Fix OOM.

zheyuf · zheyuf · commit f6347a8692e8 · 2025-11-18T17:07:22.000-08:00
Signed-off-by: Zheyu Fu &lt;zheyuf@NVIDIA.com&gt;
diff --git a/tests/unittest/_torch/speculative/test_draft_len_schedule.py b/tests/unittest/_torch/speculative/test_draft_len_schedule.py
@@ -33,6 +33,7 @@ def enforce_single_worker():
     ],
 )
 @pytest.mark.high_cuda_memory
+@pytest.mark.xdist_group("speculative_high_mem")
 def test_correctness_across_batch_sizes(drafter_type: str, schedule: dict):
     total_mem_gb = torch.cuda.get_device_properties(0).total_memory / 1e9
     memory_required = 30 if drafter_type == "model_drafter" else 20
@@ -146,6 +147,7 @@ def test_correctness_across_batch_sizes(drafter_type: str, schedule: dict):
     ],
 )
 @pytest.mark.high_cuda_memory
+@pytest.mark.xdist_group("speculative_high_mem")
 def test_draft_len_schedule_functionality(drafter_type: str, draft_schedule: dict):
     if not torch.cuda.is_available():
         pytest.skip("CUDA not available")
diff --git a/tests/unittest/_torch/speculative/test_dynamic_spec_decode.py b/tests/unittest/_torch/speculative/test_dynamic_spec_decode.py
@@ -24,6 +24,7 @@ def enforce_single_worker(monkeypatch):
 
 @pytest.mark.parametrize("disable_overlap_scheduler", [True, False])
 @pytest.mark.high_cuda_memory
+@pytest.mark.xdist_group("speculative_high_mem")
 def test_dynamic_spec_decode(enforce_single_worker,
                              disable_overlap_scheduler: bool):
     # mock_should_use_spec_decode doesn't work with multiple processes,
@@ -124,6 +125,7 @@ def mock_should_use_spec_decode(requests, max_batch_size, max_num_tokens,
 # Later: len(requests): 1, max_batch_size: 3, token_cap: 1638 -> num_effective_requests: 1, self.max_concurrency: 2 -> spec decode ON
 @pytest.mark.parametrize("disable_overlap_scheduler", [True, False])

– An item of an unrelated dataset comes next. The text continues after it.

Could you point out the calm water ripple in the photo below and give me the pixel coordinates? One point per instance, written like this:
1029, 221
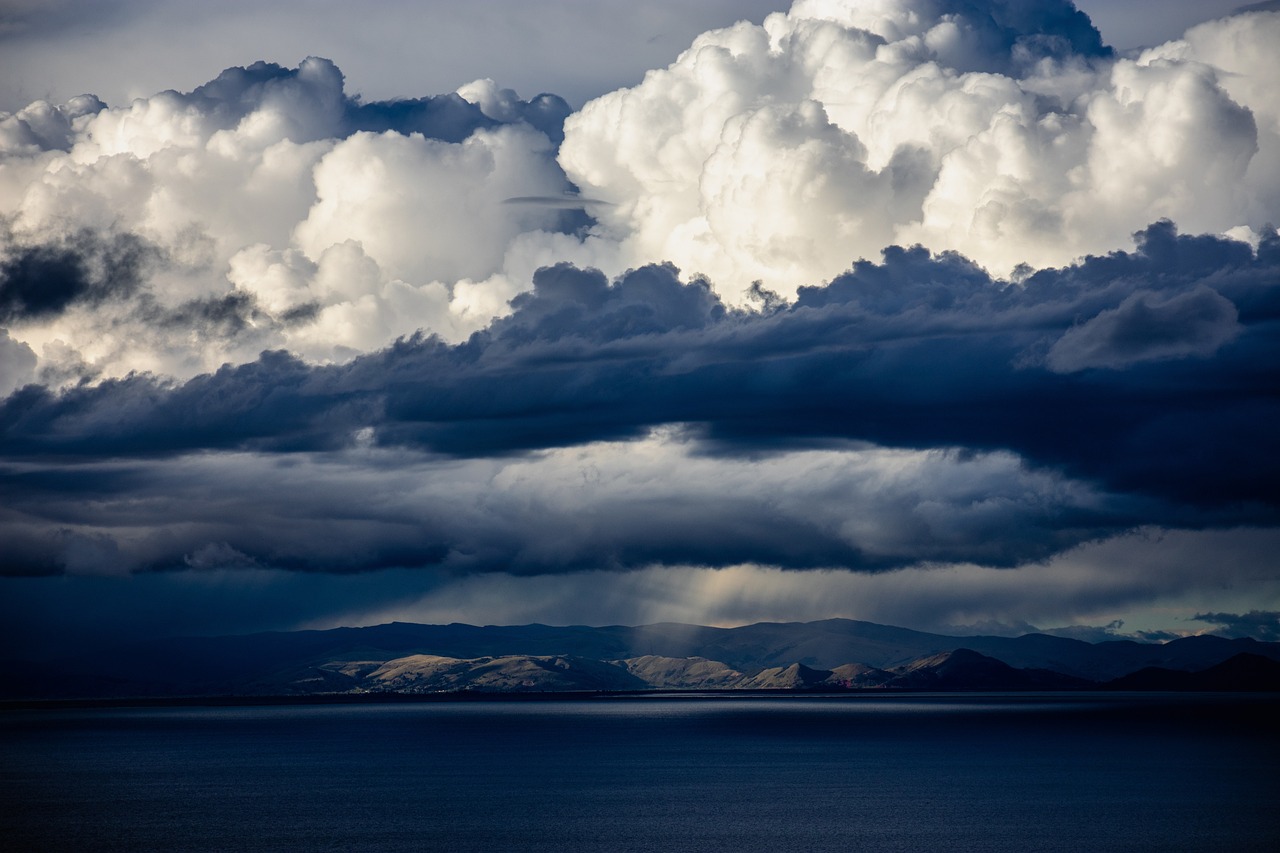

 @pytest.mark.high_cuda_memory
+@pytest.mark.xdist_group("speculative_high_mem")
 def test_dynamic_spec_decode_without_force_single_process(
         disable_overlap_scheduler: bool):
     total_mem_gb = torch.cuda.get_device_properties(0).total_memory / 1e9
diff --git a/tests/unittest/_torch/speculative/test_spec_gate.py b/tests/unittest/_torch/speculative/test_spec_gate.py
@@ -21,6 +21,7 @@
 # This test set the max_concurrency to a large value to prevent spec decode turned off due to number of effective requests > max_concurrency,
 # So that we can only focus on the turning off effect from the SpeculationGate.
 @pytest.mark.high_cuda_memory
+@pytest.mark.xdist_group("speculative_high_mem")
 def test_spec_gate_e2e():
     total_mem_gb = torch.cuda.get_device_properties(0).total_memory / 1e9
     if total_mem_gb < 35: